Trois millions et demi de Français âgés de plus de 65 ans prennent dessomnifères de façon chronique, souvent à mauvais escient, et s’exposent à des effets secondaires potentiellement graves. Pour les autorités sanitaires, le constat sonne comme un échec. Ni les campagnes d’information récurrentes, ni les objectifs de baisse fixés en 2011 par la Sécurité sociale n’ont eu d’impact sur les prescriptions de benzodiazépines et de médicaments apparentés. Leur consommation reste, en France, de trois à cinq fois supérieure à celle d’autres pays européens.

«Cette surprescription devient un enjeu de santé publique de premier plan», a prévenu mardi le Pr Jean-Luc Harousseau, président de la Haute Autorité de santé (HAS), qui s’empare à nouveau du sujet avec une sensibilisation du grand public et des médecins traitants. Les personnes âgées, plus fragiles, sont aussi plus exposées aux effets délétères des somnifères, qui peuvent être à l’origine de chutes, de troubles de la mémoire et de difficultés de compréhension, et engendrent parfois une dépendance. «Des hospitalisations et des pertes d’autonomie pourraient être évitées par une utilisation plus sélective des hypnotiques», constate Claude Rambaud, présidente du Lien, une association de malades. Par ailleurs, plusieurs études scientifiques – dont une à paraître vendredi dans le British Medical Journal – ont mis en évidence un lien statistique entre benzodiazépines et démence, sans que la relation de cause à effet soit établie.

Relaxation et hygiène de vie

Pourtant, selon l’estimation de la HAS, plus de la moitié des traitements ne sont pas indiqués, lesvraies insomnies étant rares après un certain âge. «Au fil de la vie, le sommeil se modifie pour des raisons physiologiques», explique le Dr Sylvie Royant-Parola, présidente du réseau Morphée. «Il se fractionne: la personne âgée dort moins la nuit et multiplie les siestes réparatrices dans la journée. Cela crée souvent une impression de mal dormir, qui pousse les gens à se plaindre d’insomnie.» Le médecin généraliste doit donc prendre le temps d’expliquer cette modification des cycles, sans céder à la tentation d’une prescription facile. Il doit aussi interroger son patient sur tout événement ayant pu perturber son sommeil et rechercher une éventuelle pathologie, comme un épisode dépressif, un début d’apnée du sommeil ou des douleurs nocturnes.
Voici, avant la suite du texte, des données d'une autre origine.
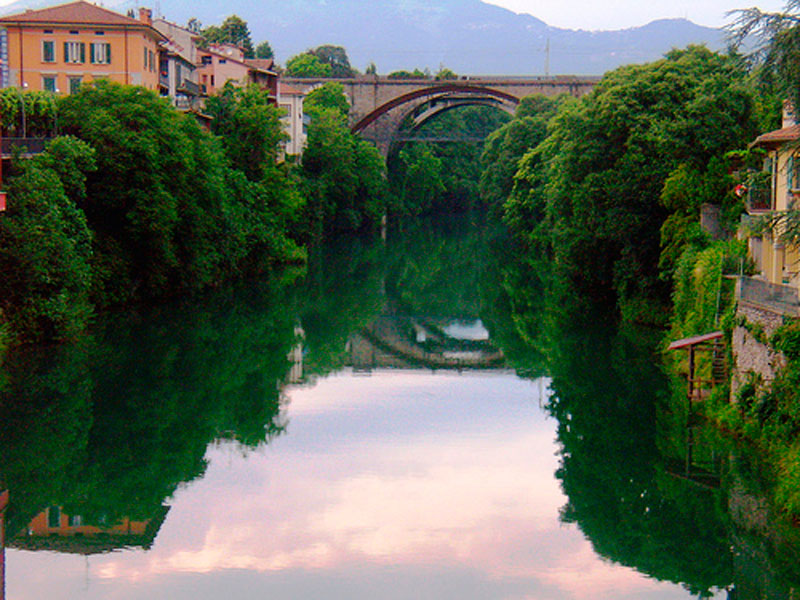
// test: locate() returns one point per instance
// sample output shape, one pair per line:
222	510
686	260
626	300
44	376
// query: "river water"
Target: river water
409	419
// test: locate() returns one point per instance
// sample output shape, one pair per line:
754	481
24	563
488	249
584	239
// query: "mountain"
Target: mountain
467	36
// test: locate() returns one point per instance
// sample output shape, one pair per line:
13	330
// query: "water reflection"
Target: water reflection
287	470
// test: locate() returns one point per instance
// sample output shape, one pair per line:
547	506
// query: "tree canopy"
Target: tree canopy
234	30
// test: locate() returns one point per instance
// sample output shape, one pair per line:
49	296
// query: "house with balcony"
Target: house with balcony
295	122
57	49
220	63
776	190
178	78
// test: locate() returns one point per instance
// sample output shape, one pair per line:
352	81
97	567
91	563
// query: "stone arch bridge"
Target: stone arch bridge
379	105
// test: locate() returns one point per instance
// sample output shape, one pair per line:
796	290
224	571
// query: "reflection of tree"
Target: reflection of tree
434	268
606	385
342	294
109	428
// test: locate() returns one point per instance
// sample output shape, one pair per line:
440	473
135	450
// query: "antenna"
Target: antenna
547	59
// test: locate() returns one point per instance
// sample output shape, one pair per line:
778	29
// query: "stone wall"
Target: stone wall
750	354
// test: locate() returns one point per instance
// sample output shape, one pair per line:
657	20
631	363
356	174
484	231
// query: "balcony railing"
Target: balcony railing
759	199
781	299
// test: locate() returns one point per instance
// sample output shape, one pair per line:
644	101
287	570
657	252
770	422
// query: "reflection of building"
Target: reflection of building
408	342
59	48
56	531
220	63
3	506
776	263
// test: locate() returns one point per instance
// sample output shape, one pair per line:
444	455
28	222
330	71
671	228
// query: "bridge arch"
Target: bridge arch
432	93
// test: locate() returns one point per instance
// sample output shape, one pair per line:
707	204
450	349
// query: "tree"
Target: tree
336	57
330	96
264	50
506	146
234	30
167	212
600	173
307	65
345	176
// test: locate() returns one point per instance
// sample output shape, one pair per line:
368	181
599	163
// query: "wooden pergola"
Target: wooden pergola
710	342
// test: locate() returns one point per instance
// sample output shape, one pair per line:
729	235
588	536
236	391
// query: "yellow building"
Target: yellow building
59	48
777	263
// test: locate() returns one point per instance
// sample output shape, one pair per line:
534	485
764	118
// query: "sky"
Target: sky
620	14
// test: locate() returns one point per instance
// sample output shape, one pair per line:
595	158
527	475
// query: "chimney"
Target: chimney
789	117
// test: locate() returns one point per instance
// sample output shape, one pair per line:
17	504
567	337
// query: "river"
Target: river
409	419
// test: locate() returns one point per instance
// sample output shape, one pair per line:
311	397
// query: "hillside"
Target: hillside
467	36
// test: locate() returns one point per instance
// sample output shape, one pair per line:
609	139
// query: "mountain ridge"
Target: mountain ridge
467	36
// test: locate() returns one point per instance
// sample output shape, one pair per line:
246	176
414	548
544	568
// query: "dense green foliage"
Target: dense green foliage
46	244
167	212
344	175
234	30
307	65
599	176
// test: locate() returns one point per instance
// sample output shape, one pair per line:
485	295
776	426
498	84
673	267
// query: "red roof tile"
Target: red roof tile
74	13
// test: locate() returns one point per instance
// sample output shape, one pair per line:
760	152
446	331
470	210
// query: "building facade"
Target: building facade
57	49
178	78
290	100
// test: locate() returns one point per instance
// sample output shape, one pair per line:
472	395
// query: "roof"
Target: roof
778	137
263	65
284	89
694	341
76	13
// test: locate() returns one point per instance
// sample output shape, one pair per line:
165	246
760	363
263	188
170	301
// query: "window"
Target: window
74	52
53	517
100	53
75	521
48	51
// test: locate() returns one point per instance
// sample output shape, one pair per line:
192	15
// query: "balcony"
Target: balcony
189	88
780	299
25	146
758	200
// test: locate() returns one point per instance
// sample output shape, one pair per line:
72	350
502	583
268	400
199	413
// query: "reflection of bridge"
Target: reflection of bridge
378	105
412	343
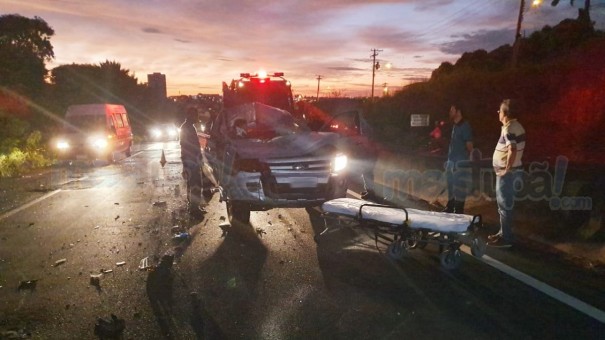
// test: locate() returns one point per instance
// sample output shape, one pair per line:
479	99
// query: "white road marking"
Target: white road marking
554	293
27	205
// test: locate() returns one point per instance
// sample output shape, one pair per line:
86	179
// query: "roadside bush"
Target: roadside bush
21	150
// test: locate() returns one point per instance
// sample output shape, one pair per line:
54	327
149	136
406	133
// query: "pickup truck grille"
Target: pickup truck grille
302	178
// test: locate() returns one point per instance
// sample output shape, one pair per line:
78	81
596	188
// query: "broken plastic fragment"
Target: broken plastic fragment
27	285
144	264
110	329
95	280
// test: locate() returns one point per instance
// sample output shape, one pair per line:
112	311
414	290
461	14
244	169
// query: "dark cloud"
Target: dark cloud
430	5
392	38
485	40
151	30
345	68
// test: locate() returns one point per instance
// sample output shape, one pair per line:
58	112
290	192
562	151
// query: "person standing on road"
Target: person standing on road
507	165
457	176
191	154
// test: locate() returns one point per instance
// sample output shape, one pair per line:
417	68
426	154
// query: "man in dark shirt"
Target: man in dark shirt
191	154
458	177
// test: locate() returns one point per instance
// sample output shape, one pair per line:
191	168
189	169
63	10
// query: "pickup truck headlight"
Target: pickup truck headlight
339	163
99	142
62	145
156	133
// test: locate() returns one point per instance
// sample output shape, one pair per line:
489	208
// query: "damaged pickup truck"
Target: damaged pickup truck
262	158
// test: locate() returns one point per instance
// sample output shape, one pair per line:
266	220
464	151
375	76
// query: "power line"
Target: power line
318	80
374	67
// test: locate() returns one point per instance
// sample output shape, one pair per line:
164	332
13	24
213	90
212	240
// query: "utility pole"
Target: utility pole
318	80
518	34
375	66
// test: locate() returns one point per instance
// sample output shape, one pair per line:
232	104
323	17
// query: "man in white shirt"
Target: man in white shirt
507	165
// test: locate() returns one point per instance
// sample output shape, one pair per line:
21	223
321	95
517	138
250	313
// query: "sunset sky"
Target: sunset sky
199	44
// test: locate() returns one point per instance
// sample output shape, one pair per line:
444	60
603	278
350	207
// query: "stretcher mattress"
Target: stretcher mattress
418	219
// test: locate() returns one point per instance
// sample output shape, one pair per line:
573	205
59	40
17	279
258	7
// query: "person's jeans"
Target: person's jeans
505	197
194	182
458	179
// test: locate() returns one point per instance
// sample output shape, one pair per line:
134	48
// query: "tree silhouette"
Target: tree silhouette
24	49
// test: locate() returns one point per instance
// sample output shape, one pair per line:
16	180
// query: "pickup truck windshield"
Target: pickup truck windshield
259	121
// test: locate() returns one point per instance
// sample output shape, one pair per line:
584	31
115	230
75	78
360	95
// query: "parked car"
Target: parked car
95	132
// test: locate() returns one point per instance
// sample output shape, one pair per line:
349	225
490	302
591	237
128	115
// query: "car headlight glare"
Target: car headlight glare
339	163
99	143
62	145
156	133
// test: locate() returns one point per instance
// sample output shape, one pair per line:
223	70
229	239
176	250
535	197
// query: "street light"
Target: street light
516	46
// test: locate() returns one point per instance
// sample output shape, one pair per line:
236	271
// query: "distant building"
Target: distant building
157	85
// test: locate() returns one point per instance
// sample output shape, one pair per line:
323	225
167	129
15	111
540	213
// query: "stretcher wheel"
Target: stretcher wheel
396	250
478	247
451	259
421	240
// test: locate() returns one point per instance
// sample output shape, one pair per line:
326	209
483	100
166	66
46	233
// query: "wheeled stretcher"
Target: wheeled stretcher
404	229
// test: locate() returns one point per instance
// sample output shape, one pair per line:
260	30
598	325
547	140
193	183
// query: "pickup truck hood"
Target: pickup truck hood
294	145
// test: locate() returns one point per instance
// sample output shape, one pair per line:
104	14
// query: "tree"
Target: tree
583	14
24	49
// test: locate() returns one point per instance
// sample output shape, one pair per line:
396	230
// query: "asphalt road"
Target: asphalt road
266	280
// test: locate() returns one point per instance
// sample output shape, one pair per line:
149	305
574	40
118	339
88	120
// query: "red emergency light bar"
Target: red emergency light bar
249	75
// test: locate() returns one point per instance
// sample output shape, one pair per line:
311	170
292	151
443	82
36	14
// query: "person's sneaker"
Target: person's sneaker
499	243
197	212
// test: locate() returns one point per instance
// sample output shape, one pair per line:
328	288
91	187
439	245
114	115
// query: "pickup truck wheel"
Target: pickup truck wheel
238	212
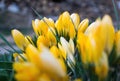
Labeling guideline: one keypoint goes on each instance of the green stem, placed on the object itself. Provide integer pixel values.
(116, 14)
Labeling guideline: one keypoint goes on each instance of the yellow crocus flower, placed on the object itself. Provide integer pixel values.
(110, 33)
(76, 19)
(83, 44)
(42, 40)
(102, 67)
(18, 58)
(49, 22)
(65, 26)
(83, 25)
(19, 39)
(51, 37)
(78, 79)
(29, 40)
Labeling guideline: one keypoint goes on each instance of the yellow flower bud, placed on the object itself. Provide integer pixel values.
(76, 19)
(83, 25)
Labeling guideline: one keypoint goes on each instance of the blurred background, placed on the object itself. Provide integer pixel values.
(19, 14)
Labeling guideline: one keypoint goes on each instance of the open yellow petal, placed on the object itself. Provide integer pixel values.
(76, 19)
(83, 25)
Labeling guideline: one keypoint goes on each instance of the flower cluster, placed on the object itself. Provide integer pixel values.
(67, 49)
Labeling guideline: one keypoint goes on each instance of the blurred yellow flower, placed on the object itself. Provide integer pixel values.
(76, 19)
(83, 25)
(45, 61)
(65, 26)
(19, 39)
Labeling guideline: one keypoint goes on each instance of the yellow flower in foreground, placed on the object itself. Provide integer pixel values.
(78, 79)
(102, 67)
(40, 27)
(19, 39)
(83, 25)
(90, 48)
(117, 43)
(76, 19)
(18, 57)
(107, 22)
(42, 40)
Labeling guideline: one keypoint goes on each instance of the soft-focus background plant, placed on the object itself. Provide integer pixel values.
(19, 14)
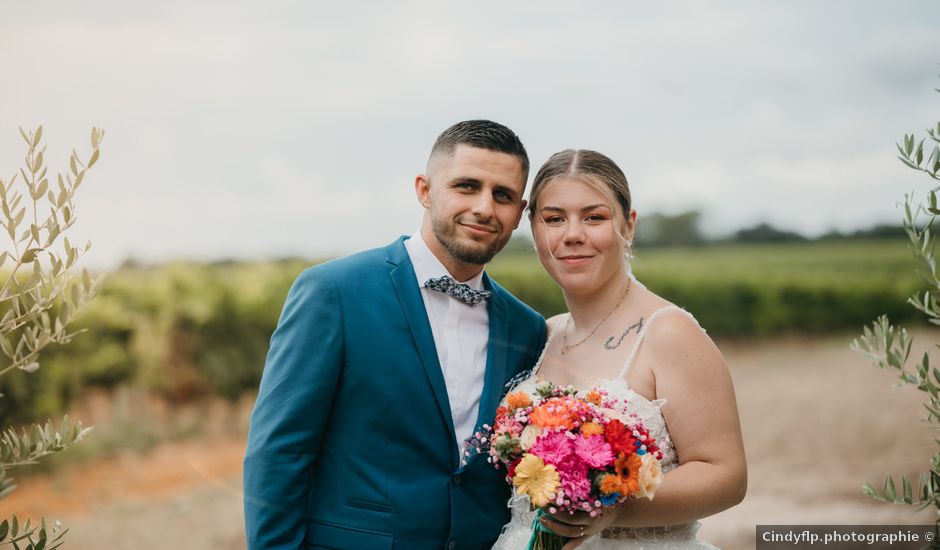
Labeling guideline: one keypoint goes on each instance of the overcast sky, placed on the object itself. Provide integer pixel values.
(266, 129)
Pour mener cet interrogatoire, la HAS met à la disposition des professionnels de santé des questionnaires, un agenda du sommeil ou des fiches d’informations sur les somnifères. «Il faut reconnaître que cette démarche prend du temps et n’est pas toujours bien accueillie par le patient, alors que la rédaction d’une ordonnance ne prend pas plus d’une minute», note-t-on à l’ordre des médecins, tandis que le Dr Royant-Parola regrette une «lacune dans la formation des médecins» dans laquelle s’engouffrent les laboratoires pharmaceutiques.

La HAS rappelle donc que des thérapies non médicamenteuses, comme la relaxation ou de simples aménagements dans l’hygiène de vie, existent. Si elle est finalement retenue, la prescription de somnifères doit toujours être de courte durée: quatre semaines au maximum. Son efficacité diminue avec le temps. Dans les faits, la consommation se prolonge pendant sept mois en moyenne, et souvent pendant plusieurs années chez les personnes âgées.

Selon la HAS, «un arrêt brutal les exposerait à des effets plus ou moins importants: anxiété, rebond de l’insomnie, confusion, voire des hallucinations ou des convulsions». C’est la raison pour laquelle un sevrage progressif sur quelques mois ou une simple diminution des doses doit toujours être proposé par le médecin généraliste.